Old FakeLast weekend spent a lot of time at The Frequency watching some good acts including Cemetery Improvement Society, The Revolving Doors, Old Fake, Child Bite and Sally Grundy.

This was the first time that I got a chance to see Cemetery Improvement Society since they became a two band act. The last time I had saw them is when I was the opening act for one of their shows at The Annex, and I was (due to post show celebratories) incredibly inebriated, and only remembered how much I enjoyed the show but no details, except that the dude played the guitar like he was fighting with it. This time around, I enjoyed them, but I suspect for a very different reason. The effect of a second mind (new member Russell Paul) in the mix has resulted in something slightly different, but more solid, and the balance between rock and techno has been tipped (paradoxically, and probably for the best) a bit more toward the rock direction. I suggest you check out THIS LINK to The Isthmus to listen to the track “Sixth Severance” to get an idea of what I mean.

They have  a CD out called “Lonely Dog Island” and it runs the gamut of bleeps and bloops, guitar wankery (the good kind), and irreverent pokes at pop music.  Live, they performed a pastache’ of pop songs that seemed like an adaptation of their CD track “Drunk Up The Jams”.  This wouldn’t be a first for CIS, as the previous release, an acetate CD EP called “You Are Lucky”, contained a cover of Pat Benatar’s song “Love is a Battlefield” that was at once perverse and catchy.  I look forward to seeing them again at the MAMA’s Afterparty.

Child Bite 1

In the two nights of music that I had taken in, I had also seen The Revolving Doors and Old Fake. Both bands were enjoyable. However, and this is not meant to be a diss, I don’t remember much about them at this time (this article is, after all, written several weeks after the fact).

What I do remember, above all, is the band Child Bite. I had no idea what was in store for me with this band, and I still don’t know exactly what to call their music. It’s almost metal, but still good old fashioned rock, but with the energetic intensity of punk music without the trashy trappings. For possibly the first half of their set, I wasn’t especially reeled in, and made a few trips to the bar.  They were maybe a little bit too metal (not in that fortunately dead NuMetal sort of way, but in something more akin to simply really hard rock) or maybe their long scary beards distracted me.  However, after a little while they got the audience, and myself quite wound up.

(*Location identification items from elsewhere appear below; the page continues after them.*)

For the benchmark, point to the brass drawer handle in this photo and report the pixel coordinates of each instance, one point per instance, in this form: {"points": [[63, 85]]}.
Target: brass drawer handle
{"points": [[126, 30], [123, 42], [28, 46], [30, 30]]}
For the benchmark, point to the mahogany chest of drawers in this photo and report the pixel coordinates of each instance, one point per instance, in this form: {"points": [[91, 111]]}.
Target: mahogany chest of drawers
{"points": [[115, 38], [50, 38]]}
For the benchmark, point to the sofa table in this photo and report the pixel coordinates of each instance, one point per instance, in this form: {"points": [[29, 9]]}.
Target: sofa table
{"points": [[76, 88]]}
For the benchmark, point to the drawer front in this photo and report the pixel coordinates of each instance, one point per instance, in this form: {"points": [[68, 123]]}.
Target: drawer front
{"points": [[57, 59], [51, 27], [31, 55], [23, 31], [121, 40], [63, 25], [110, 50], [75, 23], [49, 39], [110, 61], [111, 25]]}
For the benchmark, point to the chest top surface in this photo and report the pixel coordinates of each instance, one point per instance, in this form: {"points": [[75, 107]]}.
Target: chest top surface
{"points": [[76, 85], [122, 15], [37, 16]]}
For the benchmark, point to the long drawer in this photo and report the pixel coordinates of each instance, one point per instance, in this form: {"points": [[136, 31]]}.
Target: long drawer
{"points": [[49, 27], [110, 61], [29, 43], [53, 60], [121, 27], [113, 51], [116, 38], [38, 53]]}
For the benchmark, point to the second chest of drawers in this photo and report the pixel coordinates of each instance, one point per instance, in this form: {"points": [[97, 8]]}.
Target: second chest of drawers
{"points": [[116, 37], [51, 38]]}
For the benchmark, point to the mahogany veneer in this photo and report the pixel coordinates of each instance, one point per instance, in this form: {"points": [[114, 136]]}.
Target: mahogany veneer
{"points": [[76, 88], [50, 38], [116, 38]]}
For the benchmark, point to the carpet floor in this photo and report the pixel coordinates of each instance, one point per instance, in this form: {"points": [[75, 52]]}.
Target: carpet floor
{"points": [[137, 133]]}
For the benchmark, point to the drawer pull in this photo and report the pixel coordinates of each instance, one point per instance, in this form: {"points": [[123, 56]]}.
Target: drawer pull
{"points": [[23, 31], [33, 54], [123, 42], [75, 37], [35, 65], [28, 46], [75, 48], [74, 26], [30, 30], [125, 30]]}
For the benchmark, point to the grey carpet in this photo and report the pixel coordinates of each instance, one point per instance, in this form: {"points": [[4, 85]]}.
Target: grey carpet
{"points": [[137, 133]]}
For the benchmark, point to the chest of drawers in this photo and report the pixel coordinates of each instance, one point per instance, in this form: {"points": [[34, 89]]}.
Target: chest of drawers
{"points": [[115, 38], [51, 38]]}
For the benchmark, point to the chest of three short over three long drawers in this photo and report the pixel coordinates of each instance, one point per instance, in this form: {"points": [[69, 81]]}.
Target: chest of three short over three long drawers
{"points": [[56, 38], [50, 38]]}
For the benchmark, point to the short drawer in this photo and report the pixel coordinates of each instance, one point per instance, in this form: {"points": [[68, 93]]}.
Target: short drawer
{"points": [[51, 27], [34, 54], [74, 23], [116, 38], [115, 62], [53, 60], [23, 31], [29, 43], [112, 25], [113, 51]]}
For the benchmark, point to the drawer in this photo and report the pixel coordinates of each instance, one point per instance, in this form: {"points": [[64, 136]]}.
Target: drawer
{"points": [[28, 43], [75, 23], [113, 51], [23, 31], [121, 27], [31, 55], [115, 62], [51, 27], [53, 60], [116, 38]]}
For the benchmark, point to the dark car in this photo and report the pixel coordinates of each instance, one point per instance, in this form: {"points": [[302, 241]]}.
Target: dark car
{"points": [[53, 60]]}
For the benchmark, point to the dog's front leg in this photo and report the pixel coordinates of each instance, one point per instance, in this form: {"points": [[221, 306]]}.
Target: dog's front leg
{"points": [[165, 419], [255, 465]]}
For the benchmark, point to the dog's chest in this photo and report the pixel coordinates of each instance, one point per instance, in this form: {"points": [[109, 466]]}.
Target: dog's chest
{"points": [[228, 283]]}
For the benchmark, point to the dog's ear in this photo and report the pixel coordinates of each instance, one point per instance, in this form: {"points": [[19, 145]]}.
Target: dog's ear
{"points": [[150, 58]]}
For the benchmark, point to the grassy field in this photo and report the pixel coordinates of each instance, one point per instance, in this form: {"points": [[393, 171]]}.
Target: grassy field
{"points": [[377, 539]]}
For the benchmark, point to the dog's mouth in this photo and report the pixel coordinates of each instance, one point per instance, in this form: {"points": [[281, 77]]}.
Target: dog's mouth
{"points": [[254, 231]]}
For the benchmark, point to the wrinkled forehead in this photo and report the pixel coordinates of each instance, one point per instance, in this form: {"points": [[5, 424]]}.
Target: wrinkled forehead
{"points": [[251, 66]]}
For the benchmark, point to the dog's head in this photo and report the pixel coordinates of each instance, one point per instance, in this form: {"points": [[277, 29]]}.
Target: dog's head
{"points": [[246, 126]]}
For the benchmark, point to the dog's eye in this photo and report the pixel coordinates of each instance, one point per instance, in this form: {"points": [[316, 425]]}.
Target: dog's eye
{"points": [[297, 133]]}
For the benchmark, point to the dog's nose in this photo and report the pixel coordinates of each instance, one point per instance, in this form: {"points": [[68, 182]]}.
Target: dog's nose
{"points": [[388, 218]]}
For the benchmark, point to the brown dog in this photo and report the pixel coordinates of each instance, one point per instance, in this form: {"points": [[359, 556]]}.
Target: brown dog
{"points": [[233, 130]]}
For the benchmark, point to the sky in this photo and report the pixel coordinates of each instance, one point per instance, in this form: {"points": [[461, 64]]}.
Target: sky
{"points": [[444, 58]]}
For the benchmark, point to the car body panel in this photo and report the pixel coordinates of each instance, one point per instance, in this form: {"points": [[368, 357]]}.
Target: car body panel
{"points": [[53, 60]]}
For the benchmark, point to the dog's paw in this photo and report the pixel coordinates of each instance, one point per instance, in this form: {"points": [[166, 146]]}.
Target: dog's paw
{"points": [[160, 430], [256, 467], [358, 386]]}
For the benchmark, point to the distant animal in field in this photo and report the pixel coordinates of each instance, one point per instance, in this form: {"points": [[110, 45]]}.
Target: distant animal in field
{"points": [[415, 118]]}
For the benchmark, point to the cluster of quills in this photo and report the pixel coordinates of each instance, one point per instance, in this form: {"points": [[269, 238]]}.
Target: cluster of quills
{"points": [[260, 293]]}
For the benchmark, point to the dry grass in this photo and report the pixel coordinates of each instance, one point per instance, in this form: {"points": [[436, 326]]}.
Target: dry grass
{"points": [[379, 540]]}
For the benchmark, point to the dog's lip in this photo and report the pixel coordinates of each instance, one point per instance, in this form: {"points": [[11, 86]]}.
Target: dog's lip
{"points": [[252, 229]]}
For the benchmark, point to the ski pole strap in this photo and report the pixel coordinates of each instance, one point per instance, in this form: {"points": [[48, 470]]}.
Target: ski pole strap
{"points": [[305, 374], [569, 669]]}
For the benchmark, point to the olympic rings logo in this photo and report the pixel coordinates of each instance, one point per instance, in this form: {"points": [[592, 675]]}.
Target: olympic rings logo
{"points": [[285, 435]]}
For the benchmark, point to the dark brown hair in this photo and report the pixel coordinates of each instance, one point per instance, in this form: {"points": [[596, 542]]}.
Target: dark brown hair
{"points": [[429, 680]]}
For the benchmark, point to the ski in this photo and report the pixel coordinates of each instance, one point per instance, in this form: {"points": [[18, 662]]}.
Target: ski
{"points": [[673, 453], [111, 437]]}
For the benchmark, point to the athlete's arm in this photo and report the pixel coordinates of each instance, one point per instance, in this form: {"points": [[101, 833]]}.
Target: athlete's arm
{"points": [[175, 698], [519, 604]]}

At one point of the show, I was busy shooting photos of the lead singer and I looked up from my camera to see that the guitarist had disappeared.

Child Bite 3

Scanning over the room, I found him, with his wireless guitar, rocking out in the face of the guy who stamps your hands when you pay cover. On his way back, he was kind enough to tap me on the shoulder and pose on one of the bar stools (the photo is below). Their set ended with the lead singer climbing up and around the amps and rather dramatically falling off them, onto the floor, out of the sight of the crowd. Great fun.

The last band was Sally Grundy. Seeing that I had already made the acquaintance of this band via their bass player, I was long overdue to hear them perform. First off, the stage set up and the way the band presents themselves is very well tailored. The sodium flare of an old TV set flickers away in the background, while what sounds like a 70′s era hygiene instructional plays on an old record player.

Sally Grundy 2

The disembodied legs of a mannequin seal the deal. Musically, they seem reminiscent of early Nirvana, blended with a little bit of Sonic Youth which surprised me because I had listened to an audio tape demo (such a great, and sorely missed format) that they had produced of some of their songs and found it to have a very different quality entirely, something of a similar era, but altogether different.  The show was entertaining, slightly sleazy, and perhaps a little dreary.

They have an EP out, and it’s four tracks are dutifully performed.  It’s a pretty decent little record, probably good for listening to while smoking cigarettes on a porch during a rain storm, probably good to listen to while fucking as well.  Short EP aside, this band has an extensive repertoire of songs to choose from when playing live.

The live show itself was pretty standard (though since this show, I have seen them at smaller venues such as The Wisco, and they get ROWDY) and perhaps a little tame.  My only complaint was that the show itself seemed a little sloppy.

Sally Grundy 1

The stopping to restring the guitar, while affording the audience time to get another beer, or listen to the record player, was perhaps a bit much.  But hey, it’s a bar, it’s a show, and maybe it all was pre-planned in a ploy to make us all go “What the Fuck” right before dropping a sonic brick on our heads.

A nice long weekend.  Lots of shows, and a thirst for more.  Lots of Ale Asylum’s fantastic Ambergeddon (The Frequency has it on tap!).  All and all, I went to work the next morning paying for it, but not regretting one bit.